The Roles of Two Isoforms of Heat Shock Protein Hsp90 in the Resistance of Human Fibrosarcoma HT1080 Cells to Hsp90 Inhibitors and Cytoxic Drugs

Intracellular heat shock protein 90 (Hsp90) performs important functions related to the folding, stabilization, and degradation of various proteins in the cell, and prevents protein aggregation and denaturation under various types of stress. There are two isoforms of Hsp90, that is, the inducible Hsp90α isoform and the constitutive Hsp90β isoform. Hsp90β is thought to play a key role in the functioning of housekeeping proteins, while Hsp90α plays an important role in the cellular response to stress. We explored the roles of two Hsp90 isoforms in the resistance of human HT1080 fibrosarcoma cells to Hsp90 inhibitors and a number of antitumor drugs with different mechanisms of action for the first time. Both Hsp90 isoforms have been shown to make a comparable contribution to cell resistance to Hsp90 inhibitors and one Hsp90 isoform is not able to completely compensate for the absence of another Hsp90 isoform under the influence of Hsp90 inhibitors. Both Hsp90 isoforms are also involved in cell resistance to cytotoxic anticancer drugs, with Hsp90α likely playing a more important role than Hsp90β in protecting cells from the cytotoxic effects of sorafemib and nocodazole. For cisplatin, each of the Hsp90 isoforms is able to largely compensate for the absence of the other isoform. For doxorubicin, bortezomib, sorafenib, paclitaxel, and nocodazole, the absence of one of the Hsp90 isoforms led to a significant decrease in cell resistance to anticancer drugs, which was especially pronounced in the case of paclitaxel and nocodazole. The Hsp90 inhibitor 17-AAG potentiates the effect of cytotoxic drugs on cells, providing the most pronounced synergy with paclitaxel and nocodazole.
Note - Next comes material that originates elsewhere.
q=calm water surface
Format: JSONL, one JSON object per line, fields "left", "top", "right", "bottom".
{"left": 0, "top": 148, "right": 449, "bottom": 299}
As a result, the important role of both Hsp90 isoforms in cell resistance to Hsp90 inhibitors and anticancer drugs with different mechanisms of action was determined for the first time. The data we obtained indicate the prospects of developing Hsp90α- or Hsp90β-specific inhibitors for antitumor therapy and their combined use with known antitumor drugs.